Saudi Aramco IPO
Saudi Defense Minister and Deputy Crown Prince Mohammed bin Salman speaks with U.S. Secretary of Defense Ashton Carter during the Gulf Cooperation Council summit in Riyadh, April 20, 2016. Fayez Nureldine/AFP/Getty Images

Saudi Arabia’s state-owned oil behemoth, Saudi Aramco, might be worth more than $2 trillion, a top Saudi official said Monday ahead of a planned IPO.

The kingdom is planning to sell less than 5 percent of the company in what could be the world’s largest initial public offering, Mohammed bin Salman, the deputy crown prince and Saudi defense minister, told the Saudi-owned television news channel Al Arabiya. The kingdom’s gross domestic product totaled an estimated $1.7 trillion last year, or hundreds of millions of dollars less than the value of Saudi Aramco.

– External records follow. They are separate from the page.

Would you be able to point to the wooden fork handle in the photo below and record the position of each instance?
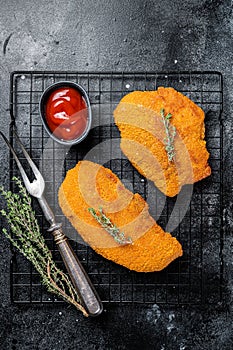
(78, 275)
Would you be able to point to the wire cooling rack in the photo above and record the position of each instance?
(194, 279)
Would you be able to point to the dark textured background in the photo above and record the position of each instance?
(117, 35)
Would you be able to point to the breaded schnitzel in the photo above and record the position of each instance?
(144, 138)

The sale is part of the Saudi government’s broader vision to transform the energy-dependent economy. Plunging oil and gas prices over the last two years have caused the biggest economic disruption since the kingdom was founded more than 80 years ago. The Saudi government, which depends on petroleum to fund 80 percent of its budget, is facing a massive budget shortfall amid declining export revenues and has started slashing social benefit programs and draining its cash reserves.

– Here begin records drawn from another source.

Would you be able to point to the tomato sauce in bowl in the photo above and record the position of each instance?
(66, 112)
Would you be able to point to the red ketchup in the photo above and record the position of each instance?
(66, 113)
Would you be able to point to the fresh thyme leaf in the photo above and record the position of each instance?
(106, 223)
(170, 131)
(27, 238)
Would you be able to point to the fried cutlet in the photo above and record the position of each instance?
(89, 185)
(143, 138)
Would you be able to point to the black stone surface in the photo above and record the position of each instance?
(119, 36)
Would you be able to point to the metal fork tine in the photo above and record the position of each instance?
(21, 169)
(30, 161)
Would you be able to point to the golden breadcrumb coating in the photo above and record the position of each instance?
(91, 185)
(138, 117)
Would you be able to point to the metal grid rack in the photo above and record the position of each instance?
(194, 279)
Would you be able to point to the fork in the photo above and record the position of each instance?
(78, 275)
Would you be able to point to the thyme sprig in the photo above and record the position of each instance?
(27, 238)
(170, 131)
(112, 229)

Officials haven’t yet completed the valuation of Saudi Aramco — formally called Saudi Arabian Oil Company, Prince Mohammed said in the television interview cited by Bloomberg. He said there were plans to transform the giant oil firm into a holding company with an elected board, with subsidiaries of the firm also to be sold by IPO.

The 30-year-old prince on Monday is expected to announce his “Saudi Vision 2030,” which sets goals for the nation’s economy over the next 15 years and established a broad policy agenda to achieve them. Along with details of the vision, officials within the next four to six weeks are expected to release a package of state budget reforms, regulatory changes and policy initiatives for the next five years as part of a “National Transformation Plan,” Reuters reported.

Saudi officials recently snuffed an international effort to shore up oil prices by freezing OPEC and non-OPEC oil production. At a closely watched meeting in the Qatari capital Doha earlier this month, the Saudi contingent refused to consider capping its output without participation from its political rival Iran, which did not attend the talks.

But Ibrahim Muhanna, a top adviser in the Saudi oil ministry, said last week that the door “remains open” to such a deal. He said he was certain the 13-member OPEC cartel would discuss a production freeze at a June 2 meeting in Vienna.